Budget 2017: Oil and Gas decommissioning tax relief

United KingdomScotland

Wednesday’s Budget brought potentially welcome news for those involved in the North Sea’s burgeoning decommissioning industry. A review of decommissioning tax relief was announced, which may remove an effective barrier to smaller specialists taking on late-life fields.

Further details will be published in a discussion paper “on the case for allowing transfers of tax history between buyers and sellers” at the same time as will be available alongside the Finance Bill on 20 March. This will be followed by a review carried out by an advisory panel of industry experts, reporting at the Autumn Budget 2017. Such changes to the regime could be a significant step to opening up decommissioning in the North Sea, allowing specialist outfits to purchase late-life assets without effectively increasing the costs of decommissioning.

The current problem

Estimates for the cost of decommissioning oil and gas fields on the UK continental shelf have been put at around £50billion, spread over the next four decades. These costs can be carried back and set off against the historic profits of the company carrying out the decommissioning, triggering a repayment of tax. Given how high tax rates are on oil and gas activities, these repayments should significantly mitigate the cost of decommissioning.

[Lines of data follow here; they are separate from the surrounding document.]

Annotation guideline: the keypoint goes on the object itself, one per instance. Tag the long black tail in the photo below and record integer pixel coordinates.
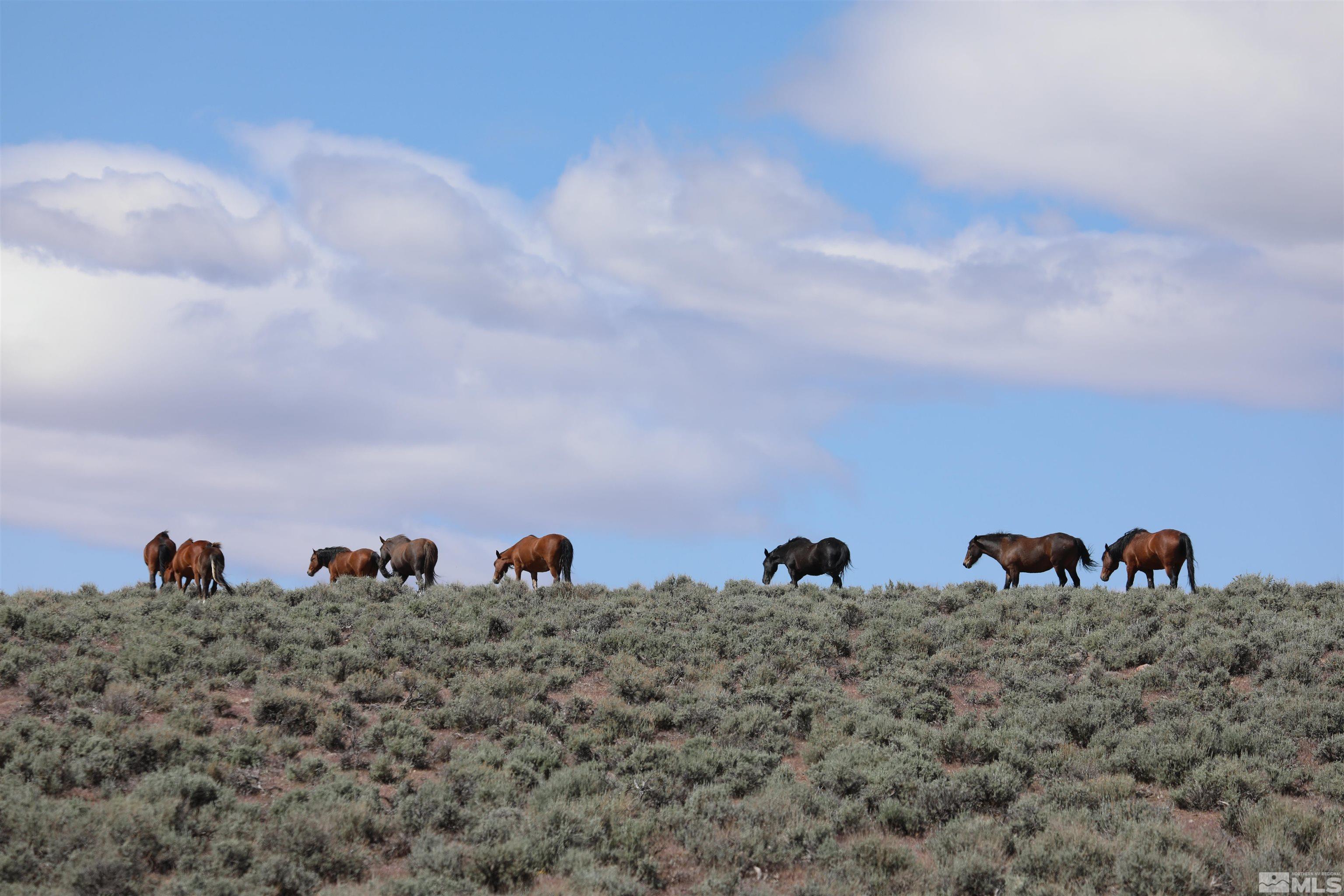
(217, 570)
(430, 562)
(1084, 556)
(1190, 559)
(166, 553)
(566, 559)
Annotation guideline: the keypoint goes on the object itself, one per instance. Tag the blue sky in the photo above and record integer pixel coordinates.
(569, 122)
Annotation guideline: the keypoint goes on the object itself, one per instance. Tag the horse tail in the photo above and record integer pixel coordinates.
(430, 559)
(1190, 558)
(565, 558)
(217, 570)
(166, 553)
(1084, 556)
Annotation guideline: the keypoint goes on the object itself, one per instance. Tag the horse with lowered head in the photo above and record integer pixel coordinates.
(409, 559)
(1145, 551)
(343, 562)
(159, 555)
(552, 554)
(828, 556)
(1018, 554)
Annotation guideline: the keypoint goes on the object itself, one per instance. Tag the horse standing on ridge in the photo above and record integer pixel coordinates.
(1145, 551)
(210, 567)
(1018, 554)
(552, 554)
(159, 555)
(409, 559)
(828, 556)
(343, 562)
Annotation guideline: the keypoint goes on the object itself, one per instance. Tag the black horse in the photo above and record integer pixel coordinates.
(828, 556)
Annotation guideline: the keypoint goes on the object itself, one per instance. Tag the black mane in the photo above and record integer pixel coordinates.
(1119, 547)
(324, 555)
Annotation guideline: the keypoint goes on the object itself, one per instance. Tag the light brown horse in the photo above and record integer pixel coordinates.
(1018, 554)
(552, 554)
(1145, 551)
(409, 559)
(343, 562)
(210, 567)
(183, 567)
(159, 558)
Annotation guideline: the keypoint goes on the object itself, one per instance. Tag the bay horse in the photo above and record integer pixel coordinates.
(210, 567)
(828, 556)
(1018, 554)
(552, 554)
(409, 559)
(183, 566)
(362, 564)
(159, 558)
(1145, 551)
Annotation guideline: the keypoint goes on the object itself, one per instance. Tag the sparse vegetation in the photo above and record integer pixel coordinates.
(357, 739)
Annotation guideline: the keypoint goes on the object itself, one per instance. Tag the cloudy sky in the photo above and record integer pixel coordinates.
(679, 281)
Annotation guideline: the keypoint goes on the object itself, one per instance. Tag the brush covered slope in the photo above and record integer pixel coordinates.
(363, 739)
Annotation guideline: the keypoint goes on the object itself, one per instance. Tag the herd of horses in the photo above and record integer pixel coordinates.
(1141, 551)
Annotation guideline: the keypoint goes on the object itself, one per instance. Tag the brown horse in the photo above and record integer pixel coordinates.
(1145, 551)
(409, 559)
(210, 567)
(159, 558)
(339, 562)
(1018, 554)
(183, 567)
(552, 554)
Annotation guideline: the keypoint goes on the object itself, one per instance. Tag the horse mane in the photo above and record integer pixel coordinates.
(1119, 547)
(324, 555)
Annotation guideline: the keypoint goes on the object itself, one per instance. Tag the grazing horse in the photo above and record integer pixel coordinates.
(552, 554)
(1150, 551)
(828, 556)
(210, 567)
(409, 559)
(339, 562)
(159, 558)
(183, 567)
(1018, 554)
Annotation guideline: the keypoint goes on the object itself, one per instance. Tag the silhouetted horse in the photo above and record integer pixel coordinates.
(339, 562)
(552, 554)
(1145, 551)
(159, 558)
(1018, 554)
(828, 556)
(210, 567)
(183, 567)
(409, 559)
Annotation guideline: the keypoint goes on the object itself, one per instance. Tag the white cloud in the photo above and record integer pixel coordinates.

Since HM Treasury will be making these tax repayments, all interests are aligned to carry out decommissioning efficiently while delivering maximum value from the UK’s remaining economic reserves. A natural approach would therefore be for smaller players that specialise in exploiting and decommissioning late-life fields to purchase such assets from current licensees, who specialise in producing rather than decommissioning.

The problem is that the tax relief that arises on decommissioning is only of value where there are historic profits for it to be set off against. In relation to petroleum revenue tax (which historically applied to specific older fields), contractual arrangements can allow a purchaser to benefit from tax repayments made to a previous owner. But in relation to ring fence corporation tax and the supplementary charge – the main taxes applying to O&G activities – though, the company carrying out the decommissioning must have its own historic profits to trigger a repayment.

For well-established companies that have held an interest in a producing field for some time, this is not a problem. For smaller companies without a significant tax history, however, it is likely that the full benefit of the tax relief will not be available. This can mean that the effective cost of decommissioning for a late-life asset buyer is higher than it would have been for the seller.

The potential solution

This issue has been recognised in the industry for some time, and has led to innovative structuring on M&A deals involving late-life assets to ensure that decommissioning can be carried out in a tax-efficient way (see Innovation: Making deals happen in North Sea Oil and Gas M&A). Such structures were aided by the clarification in last year’s Budget regarding tax relief for sellers that retain decommissioning liability. While the barrier described above remains, however, there will always be a limit to how economic it can be for a smaller player to take on a decommissioning liability.

This Budget suggests that the government is now seeking to address this. The details of the discussion paper and the subsequent proposals will be fascinating: the object is likely to be to seek to put a buyer in the position that the seller would have been in. Putting this simple statement into practice and managing the interests of sellers, buyers and the HM Treasury and HMRC is likely to be technically complex. The fact that the advisory panel will report in six months’ time does, though, suggest that there is some hope of this being dealt with quickly and, if successful, it could go a long way towards stimulating the already-growing UK decommissioning industry in the coming years.